Which brings me to the “investment grade” energy study of large commercial or industrial facilities.  Investment grade means it is accurate enough to guarantee savings if that’s what the client wants.  Of course the guarantee isn’t free, but that’s a topic for another day.  I count five types of study funding.

  • The low-ball study.  The consultant offers a low-ball study cost that will be made up on the much more expensive design phase of the energy efficiency project.  Essentially, they do energy consulting to get what they really want: design and even more lucrative construction management.  They may not know a low-cost, high return-on-investment (ROI) opportunity if it shot them in the kneecap, but it doesn’t matter, they just want to design equipment and system replacements.  They can spot those babies for sure.

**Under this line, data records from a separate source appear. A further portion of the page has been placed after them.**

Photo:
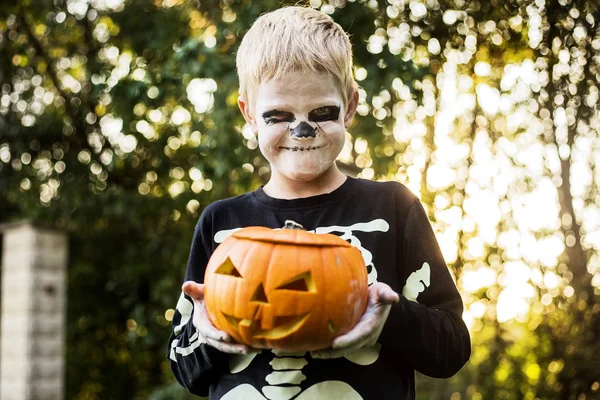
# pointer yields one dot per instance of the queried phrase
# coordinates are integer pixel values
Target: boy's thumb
(194, 290)
(387, 295)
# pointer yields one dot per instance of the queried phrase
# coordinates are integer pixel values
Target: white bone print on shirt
(287, 370)
(417, 282)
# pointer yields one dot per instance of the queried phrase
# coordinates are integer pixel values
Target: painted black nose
(303, 130)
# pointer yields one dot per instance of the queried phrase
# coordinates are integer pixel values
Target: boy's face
(300, 121)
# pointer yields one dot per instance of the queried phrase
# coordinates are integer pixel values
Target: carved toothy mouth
(296, 148)
(282, 326)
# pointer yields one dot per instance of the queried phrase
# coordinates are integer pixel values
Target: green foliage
(121, 124)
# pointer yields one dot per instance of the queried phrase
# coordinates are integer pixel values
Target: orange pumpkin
(285, 289)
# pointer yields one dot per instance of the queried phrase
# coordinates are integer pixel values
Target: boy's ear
(351, 110)
(245, 109)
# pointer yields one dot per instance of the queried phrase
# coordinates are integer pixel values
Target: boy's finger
(360, 332)
(231, 348)
(194, 290)
(209, 331)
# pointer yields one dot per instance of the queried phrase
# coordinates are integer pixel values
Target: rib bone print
(284, 380)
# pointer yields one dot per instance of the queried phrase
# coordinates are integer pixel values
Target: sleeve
(429, 331)
(195, 364)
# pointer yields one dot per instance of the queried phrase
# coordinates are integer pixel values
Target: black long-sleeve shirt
(424, 331)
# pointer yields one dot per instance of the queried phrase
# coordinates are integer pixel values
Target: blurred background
(119, 124)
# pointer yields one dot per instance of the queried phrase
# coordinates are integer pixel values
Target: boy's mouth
(297, 148)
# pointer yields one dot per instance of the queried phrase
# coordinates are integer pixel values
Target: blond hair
(294, 39)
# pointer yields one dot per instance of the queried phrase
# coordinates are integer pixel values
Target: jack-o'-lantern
(285, 289)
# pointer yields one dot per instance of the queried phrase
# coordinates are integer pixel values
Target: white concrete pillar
(32, 342)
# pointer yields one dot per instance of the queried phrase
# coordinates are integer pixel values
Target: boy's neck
(282, 187)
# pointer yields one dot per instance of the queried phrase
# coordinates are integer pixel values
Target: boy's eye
(325, 113)
(275, 116)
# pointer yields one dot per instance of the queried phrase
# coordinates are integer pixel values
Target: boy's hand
(366, 332)
(218, 339)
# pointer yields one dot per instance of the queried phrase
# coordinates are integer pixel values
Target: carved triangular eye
(301, 283)
(227, 268)
(232, 320)
(260, 295)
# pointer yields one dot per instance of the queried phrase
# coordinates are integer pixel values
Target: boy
(298, 95)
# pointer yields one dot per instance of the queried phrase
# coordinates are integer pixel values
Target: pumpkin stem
(289, 224)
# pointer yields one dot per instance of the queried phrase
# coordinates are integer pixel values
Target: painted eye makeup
(325, 113)
(275, 116)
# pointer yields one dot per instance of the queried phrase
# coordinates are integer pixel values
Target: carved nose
(303, 130)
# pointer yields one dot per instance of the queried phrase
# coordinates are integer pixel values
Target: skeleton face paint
(300, 124)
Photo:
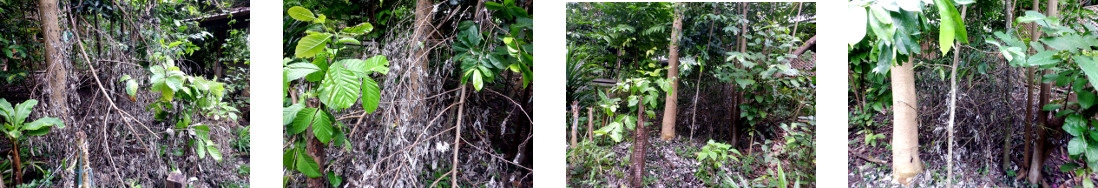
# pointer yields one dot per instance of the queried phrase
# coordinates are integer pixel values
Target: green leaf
(1076, 146)
(858, 15)
(371, 95)
(948, 29)
(379, 64)
(1042, 58)
(212, 148)
(294, 72)
(1075, 125)
(290, 112)
(323, 129)
(340, 87)
(1086, 99)
(301, 13)
(309, 117)
(334, 179)
(360, 29)
(478, 80)
(1089, 66)
(348, 41)
(312, 44)
(44, 122)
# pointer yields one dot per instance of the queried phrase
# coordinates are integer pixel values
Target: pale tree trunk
(1039, 147)
(953, 104)
(906, 163)
(56, 72)
(639, 144)
(1006, 132)
(575, 122)
(670, 108)
(1031, 85)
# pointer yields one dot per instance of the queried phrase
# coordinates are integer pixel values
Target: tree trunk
(795, 23)
(953, 104)
(906, 163)
(416, 67)
(575, 122)
(17, 165)
(1041, 143)
(591, 123)
(56, 72)
(671, 104)
(1006, 132)
(640, 141)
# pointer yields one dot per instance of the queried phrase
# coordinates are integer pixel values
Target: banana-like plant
(337, 84)
(17, 128)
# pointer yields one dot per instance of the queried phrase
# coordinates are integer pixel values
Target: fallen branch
(107, 96)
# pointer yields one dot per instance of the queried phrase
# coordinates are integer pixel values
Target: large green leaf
(290, 112)
(379, 64)
(952, 25)
(309, 117)
(1075, 125)
(312, 44)
(1089, 66)
(6, 110)
(478, 80)
(294, 72)
(301, 13)
(371, 95)
(339, 88)
(361, 28)
(858, 15)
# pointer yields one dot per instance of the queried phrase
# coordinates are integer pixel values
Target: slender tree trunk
(953, 104)
(795, 23)
(56, 72)
(671, 106)
(575, 122)
(591, 123)
(457, 137)
(1006, 132)
(906, 163)
(17, 167)
(640, 141)
(1042, 143)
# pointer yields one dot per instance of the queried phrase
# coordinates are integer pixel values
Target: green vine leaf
(301, 13)
(340, 87)
(312, 44)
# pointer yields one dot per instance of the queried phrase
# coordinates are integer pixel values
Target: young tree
(56, 70)
(671, 106)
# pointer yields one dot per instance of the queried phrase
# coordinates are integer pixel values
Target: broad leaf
(361, 28)
(301, 13)
(290, 112)
(294, 72)
(339, 88)
(312, 44)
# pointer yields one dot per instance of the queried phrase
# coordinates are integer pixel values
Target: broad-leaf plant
(336, 83)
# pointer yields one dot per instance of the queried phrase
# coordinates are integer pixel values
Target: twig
(513, 101)
(457, 137)
(107, 96)
(494, 156)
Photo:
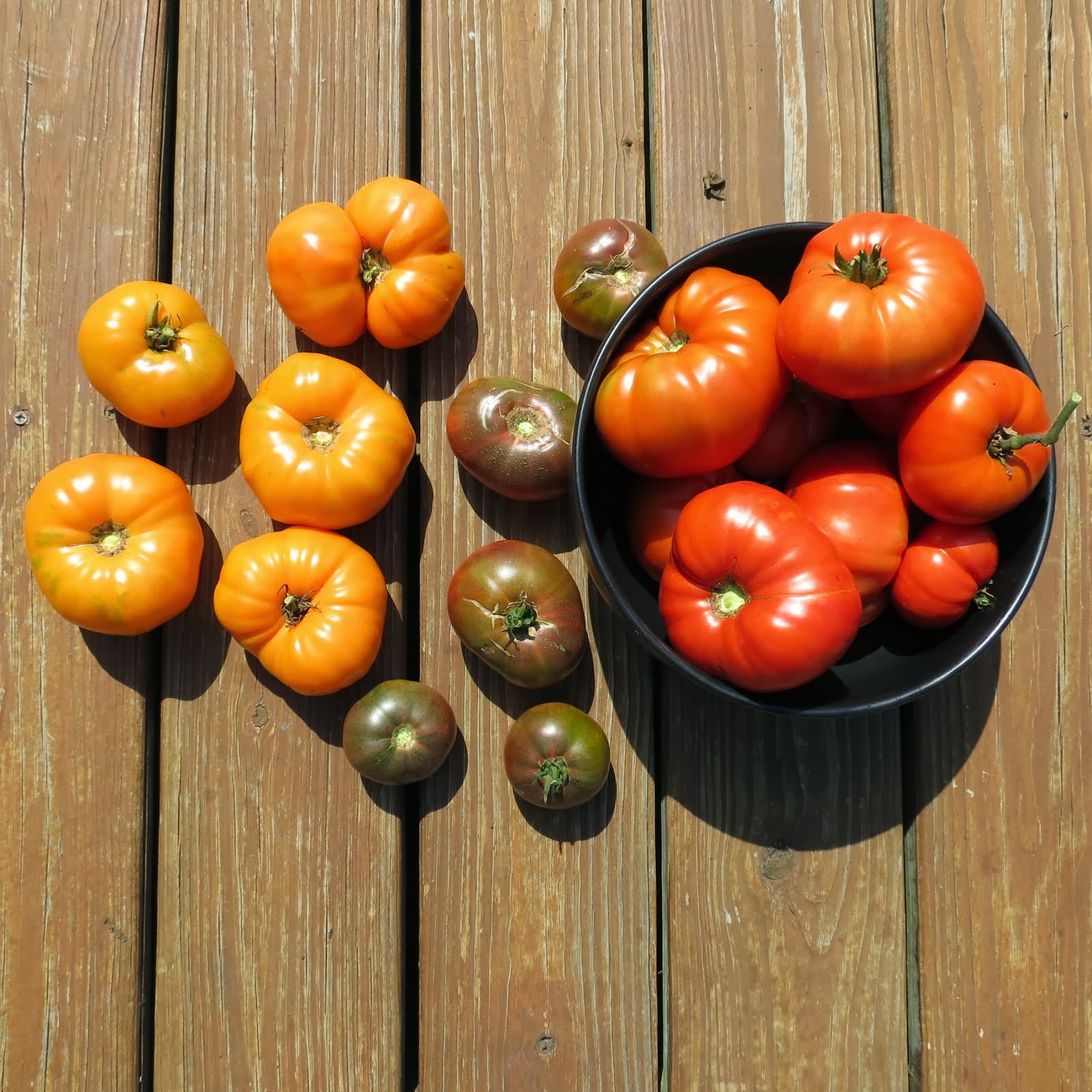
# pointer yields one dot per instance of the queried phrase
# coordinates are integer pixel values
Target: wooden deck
(196, 890)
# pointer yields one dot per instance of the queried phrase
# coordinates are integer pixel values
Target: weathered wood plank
(280, 935)
(993, 141)
(784, 840)
(538, 935)
(81, 114)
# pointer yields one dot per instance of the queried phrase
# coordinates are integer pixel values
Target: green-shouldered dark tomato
(399, 732)
(513, 436)
(516, 606)
(601, 270)
(556, 756)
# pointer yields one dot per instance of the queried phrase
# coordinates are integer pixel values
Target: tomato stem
(1005, 440)
(161, 336)
(374, 267)
(553, 775)
(728, 600)
(109, 538)
(866, 268)
(295, 607)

  • The “free” study with the contract that says you customer have to move forward with high ROI (defined ahead of time) measures, or else pay for the study, which will be a million dollars – as in performance contracting.  The company doing the study does the implementation with profit on the implementation cost.  Look, a study may really cost 20% to 50% of one year’s energy savings from cost-effective measures.  Implementation may cost 500% to 1,000% the first year’s energy savings.  Now how easy is it to stuff the project with about 5 times the real study cost, plus other markup built into the cost of implementation?  Heck the study cost doesn’t even matter.  Third party verification of savings is absolutely required.  This can work fine, but many end users have been burned badly, making performance contracting a pariah in some circles – more on this in another rant.  Does this outfit want to provide the best value for your investment or sell you all the equipment they can to fit within your payback criteria?
  • The open tell-all study.  The client pays an independent consultant to do the study with everything on the table.  We are typically in this scenario and have a hard time competing with the above David Copperfields for the study.  We may have the same profit margin as the performance contractor, but their sale is 10x or even 50x our sale.
  • The cheap and crappy audit.  Somebody who’s done 1,400 studies offers to provide an investment grade study for half the price of everyone else.  How do you suppose they’ve done 1,400 studies?  You just have to be a good cost estimator to deliver these crumby studies.  Costs come in with precise bald face numbers.  Energy savings?  Not so clear.  Cost effective measures may be scattered all over the place AFTER they are done as well.  Refer to the kneecap shooting above.
  • The cheap high level audit.  We do many of these too, and we go overboard, as much as possible to explain to the customer that this will NOT, is not, and was not investment grade material.  It provides plus-or-minus-50%, hand-grenade results to assess potential.  Some measures with a worst possible real ROI that is less than 2 years may go right to implementation, but probably more than half need further investment grade analysis, unless the customer just wants to roll the dice.

There is no free breakfast here.  Our long-term clients know this because the cost of cheap can be very expensive, or intolerable, and they know it.